With these three important groups that would support an Indo-US FTA, it becomes a realistic pathway that merits exploration. We should not be deterred by our disrespect for Mr. Trump and some of his cabinet picks. There is genuine competence in his economics team, it is not all hostility to globalisation, they will bring genuine state capability to an FTA negotiation. There is more to the United States federal government than Mr. Trump and his inner circle.
Elements for such an FTA
How should we think about the contours of such an FTA?
- Both sides have tariffs and other barriers that can be meaningfully reduced. The American side has concerns about rules of origin, about India being a re-routing station for trade diversion, e.g. for Chinese solar panels that reach the US while bypassing US restrictions upon Chinese exports into the US.
- The American side will have concerns about the implementation of US export controls [EiE Ep64], to ensure that their high technology does not reach buyers in Russia or China through India.
- Services export growth is key to India's future. Both sides have an interest in removing barriers to cross-border services activity. At present, American firms in finance are largely not active in India, particularly after the reduction of activity in India by major firms such as Citibank and Goldman Sachs. American law firms have yet to step into India.
- Cross border investment is hindered by Indian capital controls and tax policy, and by difficulties of taxation in the US. There is much to do for both sides to make FDI and portfolio investment work better. The investment relationship is not as one-sided as we may think. There is now a considerable footprint of Indian outward portfolio and FDI assets in the US. The Indian state has an interest in creating frictionless conditions for Indian persons to do FDI and portfolio investment in the US.
- Problems of visas will be on the table. It is difficult for US citizens to travel to India or work in India.
- Both sides can make much progress with government procurement, removing rules that restrict government purchases to locals. This is in the interest of efficiency of public spending on both sides.
- A variety of procedural frictions need to be improved, such as customs procedures, the US FDA operating in India, the operations of US export controls, etc.
- There are concerns in the US about restrictions on the activities of foreign philanthropies and non-profits in India.
- Finally there are the problems of technology policy. Both sides have an interest in full free trade in the information economy. India's most important export is IT and services, which requires an open international regime around IT hardware, software and data flows. Interference in digital free trade, e.g. rules for data localisation, hinder these possibilities. It is in India's interests to fit into the global IT order and prosper from it -- as was done in the first 30 years of the IT revolution -- rather than playing the role of a disruptor.

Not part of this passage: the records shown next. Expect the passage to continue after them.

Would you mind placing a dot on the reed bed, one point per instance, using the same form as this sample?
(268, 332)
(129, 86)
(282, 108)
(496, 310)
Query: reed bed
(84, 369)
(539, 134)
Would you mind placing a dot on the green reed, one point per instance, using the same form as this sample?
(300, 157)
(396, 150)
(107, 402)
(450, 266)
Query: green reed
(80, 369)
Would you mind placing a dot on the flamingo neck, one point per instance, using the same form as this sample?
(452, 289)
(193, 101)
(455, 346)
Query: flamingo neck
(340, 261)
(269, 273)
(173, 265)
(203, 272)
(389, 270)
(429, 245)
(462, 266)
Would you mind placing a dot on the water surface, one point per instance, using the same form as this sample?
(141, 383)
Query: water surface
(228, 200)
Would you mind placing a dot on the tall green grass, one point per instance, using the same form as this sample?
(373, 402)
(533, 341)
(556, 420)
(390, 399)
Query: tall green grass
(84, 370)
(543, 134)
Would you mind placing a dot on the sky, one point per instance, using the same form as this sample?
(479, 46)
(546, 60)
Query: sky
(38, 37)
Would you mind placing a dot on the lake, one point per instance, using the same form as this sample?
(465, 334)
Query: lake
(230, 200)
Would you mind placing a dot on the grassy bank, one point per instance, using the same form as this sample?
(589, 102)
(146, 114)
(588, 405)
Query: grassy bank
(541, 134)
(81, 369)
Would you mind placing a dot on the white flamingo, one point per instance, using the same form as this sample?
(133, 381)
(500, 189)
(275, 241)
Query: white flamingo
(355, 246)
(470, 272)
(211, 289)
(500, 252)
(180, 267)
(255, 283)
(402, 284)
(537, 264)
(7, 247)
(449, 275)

Negotiations require state capability
Strategic autonomy is easy, foreign policy is hard. It requires homework, in understanding the Indian economy deeply so as to map out India's interests, and envisioning the range of possibilities in negotiation. Absent such homework, we are down to grandstanding and the requests of special interest groups.
The Indian government has signed many FTAs or Comprehensive Economic Cooperation Agreements ("CECAs") that delivered disappointing outcomes, through myriad restrictions shaped by special interest groups, that gave us a situation more like traditional Indian autarky and less like free trade. Many an FTA in name leaves the Indian state in place, actively hindering cross-border activities. The devil will lie in the details, in the ability of both sides to build negotiating teams that achieve more than propaganda and a photo op.